Generative Diffusion Policy for Mobile Manipulation in RoboCasa365

CS 188: Robotics Final Project Univeristy of California, Los Angeles

Problem Statement

Standard behavior cloning models often fail in complex manipulation tasks by "averaging" divergent expert trajectories, leading to suboptimal movements.

Our objective: Build a robot capable of identifying handles, synchronizing 7-DOF arm and mobile base movements, and successfully opening cabinet doors in randomized kitchen environments.

Successful Target Split Rollout (Seed 019)

System Design & Methodology

1D Convolutional U-Net

Our model utilizes an ActionChunkUNet1D architecture. We implemented Action Chunking with a 16-step prediction horizon and 8-step execution horizon to mitigate the "stuttery" movements typical of standard BC.
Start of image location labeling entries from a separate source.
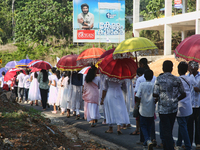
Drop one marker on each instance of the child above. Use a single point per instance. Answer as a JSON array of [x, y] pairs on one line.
[[144, 96]]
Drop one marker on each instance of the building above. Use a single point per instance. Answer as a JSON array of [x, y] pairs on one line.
[[182, 22]]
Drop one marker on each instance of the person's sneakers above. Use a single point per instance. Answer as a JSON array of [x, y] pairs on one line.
[[150, 145], [178, 148]]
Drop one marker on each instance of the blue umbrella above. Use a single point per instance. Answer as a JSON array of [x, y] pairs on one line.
[[3, 69], [23, 63], [11, 64]]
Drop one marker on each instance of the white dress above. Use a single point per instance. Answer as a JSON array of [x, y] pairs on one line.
[[114, 104], [53, 90], [92, 108], [64, 103], [60, 92], [34, 91]]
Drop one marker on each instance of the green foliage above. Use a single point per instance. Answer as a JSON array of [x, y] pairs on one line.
[[39, 19]]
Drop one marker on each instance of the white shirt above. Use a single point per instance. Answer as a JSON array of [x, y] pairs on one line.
[[88, 18], [147, 103], [26, 81], [142, 79], [2, 81], [20, 78], [185, 105]]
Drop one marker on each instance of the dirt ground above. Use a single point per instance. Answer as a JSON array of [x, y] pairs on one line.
[[25, 129]]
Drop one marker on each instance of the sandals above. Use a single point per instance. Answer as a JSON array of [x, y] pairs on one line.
[[135, 133]]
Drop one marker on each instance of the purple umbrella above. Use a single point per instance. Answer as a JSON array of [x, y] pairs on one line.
[[11, 64], [1, 70]]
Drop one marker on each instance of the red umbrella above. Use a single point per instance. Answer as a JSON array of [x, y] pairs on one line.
[[189, 48], [11, 73], [41, 65], [90, 56], [35, 69], [118, 68], [106, 53], [33, 62], [68, 63]]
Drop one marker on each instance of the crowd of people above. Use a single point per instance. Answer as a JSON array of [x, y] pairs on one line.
[[175, 97]]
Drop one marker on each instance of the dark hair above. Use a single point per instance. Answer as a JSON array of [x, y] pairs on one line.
[[58, 74], [83, 5], [45, 75], [144, 61], [182, 67], [91, 74], [140, 71], [148, 74], [167, 66], [35, 75], [27, 72], [53, 69]]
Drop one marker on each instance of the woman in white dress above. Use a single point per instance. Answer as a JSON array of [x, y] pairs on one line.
[[114, 104], [53, 91], [64, 101], [91, 96], [34, 91]]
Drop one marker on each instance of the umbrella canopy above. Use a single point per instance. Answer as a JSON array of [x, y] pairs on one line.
[[11, 64], [23, 63], [90, 56], [35, 69], [141, 45], [118, 68], [85, 70], [189, 48], [41, 65], [11, 73], [29, 64], [1, 70], [68, 63]]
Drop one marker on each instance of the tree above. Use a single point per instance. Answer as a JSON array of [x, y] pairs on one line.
[[39, 19]]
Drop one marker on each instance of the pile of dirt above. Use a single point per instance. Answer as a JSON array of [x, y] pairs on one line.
[[25, 129]]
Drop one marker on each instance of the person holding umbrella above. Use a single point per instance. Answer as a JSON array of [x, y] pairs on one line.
[[44, 87]]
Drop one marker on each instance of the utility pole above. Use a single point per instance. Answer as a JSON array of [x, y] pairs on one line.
[[13, 22]]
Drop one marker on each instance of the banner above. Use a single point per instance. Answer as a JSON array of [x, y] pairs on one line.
[[177, 3], [99, 21]]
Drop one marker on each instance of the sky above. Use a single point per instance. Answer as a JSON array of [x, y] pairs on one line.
[[100, 15]]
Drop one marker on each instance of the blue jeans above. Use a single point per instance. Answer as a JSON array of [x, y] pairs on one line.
[[145, 125], [183, 133]]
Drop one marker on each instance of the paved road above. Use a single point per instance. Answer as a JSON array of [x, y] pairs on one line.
[[125, 140]]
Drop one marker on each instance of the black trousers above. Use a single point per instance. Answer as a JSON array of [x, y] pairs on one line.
[[193, 120], [167, 123], [44, 93]]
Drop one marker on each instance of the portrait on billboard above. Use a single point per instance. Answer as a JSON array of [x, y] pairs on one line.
[[99, 21], [85, 19]]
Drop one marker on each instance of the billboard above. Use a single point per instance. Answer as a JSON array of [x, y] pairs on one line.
[[99, 21], [177, 3]]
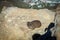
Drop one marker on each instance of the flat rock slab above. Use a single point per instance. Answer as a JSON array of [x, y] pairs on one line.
[[13, 22]]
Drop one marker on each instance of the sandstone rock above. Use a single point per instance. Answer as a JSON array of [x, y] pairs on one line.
[[13, 22]]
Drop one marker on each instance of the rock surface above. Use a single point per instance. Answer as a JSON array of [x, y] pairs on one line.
[[13, 22]]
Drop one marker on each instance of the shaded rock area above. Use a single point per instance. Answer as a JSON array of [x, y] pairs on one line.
[[13, 23]]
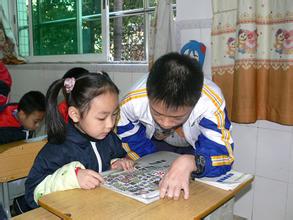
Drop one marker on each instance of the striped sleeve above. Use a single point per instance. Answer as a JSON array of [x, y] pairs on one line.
[[130, 130], [215, 142]]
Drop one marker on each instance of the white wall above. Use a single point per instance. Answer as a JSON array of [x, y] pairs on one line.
[[264, 149]]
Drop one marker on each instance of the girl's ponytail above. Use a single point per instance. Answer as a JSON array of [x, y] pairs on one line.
[[55, 124]]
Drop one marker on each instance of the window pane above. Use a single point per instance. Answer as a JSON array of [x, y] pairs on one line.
[[23, 33], [153, 3], [92, 35], [51, 10], [91, 7], [120, 5], [55, 39], [55, 29], [127, 41]]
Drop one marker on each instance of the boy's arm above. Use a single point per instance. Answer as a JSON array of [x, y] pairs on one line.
[[133, 134], [215, 143]]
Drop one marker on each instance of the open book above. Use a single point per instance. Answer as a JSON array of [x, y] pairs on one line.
[[141, 184], [228, 181]]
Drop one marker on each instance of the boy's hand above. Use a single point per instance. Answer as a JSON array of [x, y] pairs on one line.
[[89, 179], [177, 178], [123, 163]]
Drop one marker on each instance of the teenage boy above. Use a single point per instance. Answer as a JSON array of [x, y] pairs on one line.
[[176, 109]]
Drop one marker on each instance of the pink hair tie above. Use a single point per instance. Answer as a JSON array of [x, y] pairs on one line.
[[69, 84]]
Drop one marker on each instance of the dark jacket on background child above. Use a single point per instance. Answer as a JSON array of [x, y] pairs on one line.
[[91, 153], [10, 126]]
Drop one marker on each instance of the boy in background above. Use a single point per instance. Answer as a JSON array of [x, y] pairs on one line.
[[19, 120], [5, 84]]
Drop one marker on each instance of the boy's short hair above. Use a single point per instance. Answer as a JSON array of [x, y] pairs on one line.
[[176, 80], [32, 101], [75, 72]]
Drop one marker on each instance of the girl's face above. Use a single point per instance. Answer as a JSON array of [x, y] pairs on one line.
[[101, 116]]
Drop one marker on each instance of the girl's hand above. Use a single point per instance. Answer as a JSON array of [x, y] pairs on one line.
[[89, 179], [123, 163]]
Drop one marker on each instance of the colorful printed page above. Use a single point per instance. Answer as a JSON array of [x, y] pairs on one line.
[[141, 184]]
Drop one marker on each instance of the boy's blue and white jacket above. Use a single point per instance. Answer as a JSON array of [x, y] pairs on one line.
[[207, 129]]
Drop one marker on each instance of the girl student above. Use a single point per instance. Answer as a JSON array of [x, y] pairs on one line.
[[78, 151]]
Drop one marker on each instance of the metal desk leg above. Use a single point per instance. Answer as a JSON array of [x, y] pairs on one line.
[[6, 203]]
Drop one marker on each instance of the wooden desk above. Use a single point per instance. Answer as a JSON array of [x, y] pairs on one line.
[[102, 203], [16, 160], [39, 214]]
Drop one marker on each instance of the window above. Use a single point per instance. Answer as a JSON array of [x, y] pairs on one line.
[[84, 30]]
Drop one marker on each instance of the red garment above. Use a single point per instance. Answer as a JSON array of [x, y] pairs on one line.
[[5, 84], [63, 109], [7, 117]]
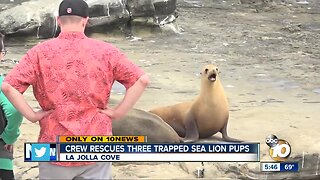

Contact-Phase Importance Sampling

Using a WeightedRandomSampler, we prioritized precision during the grasping bottleneck. Training frames within 0.05m of the handle were assigned higher weights, forcing the optimization to focus on successful clamping and initial pulling.

State-Space Augmentation

  • Handle Geometry: 3D coordinates and relative distance to EEF.
  • Temporal Awareness: 50 diffusion steps for denoising.
  • Stall Detection: Logic to resample action chunks if hinge angles remain static.

Quantitative & Qualitative Results

Success vs. Failure Distribution

Success Graph

Steps to Completion (Success Cases)

Steps Graph
45%
Final Success Rate
161 - 329
Step Range (Success)
20
Randomized Seeds

Success defined as max_door_open > 0.90 within 700 steps.

Failure Analysis

Failure Case Analysis (Seed 000)

Common Failure Modes

  • 01. Grasp Slippage: Occurs when the robot reaches the handle but fails to maintain friction lock during high-torque pulling phases (e.g., Test 5 reached 0.81 openness).
  • 02. Workspace Singularities: Randomized base initializations occasionally forced the arm into kinematic limits.

Discussion & Future Work

Reachability Maps

Implementing maps to allow the PandaOmron to dynamically reposition its base before initiating a reach, reducing the kinematic strain on the arm.

Vision-Language Models (VLM)

Moving beyond pre-recorded demonstrations toward real-time visual environment understanding for more adaptive movements.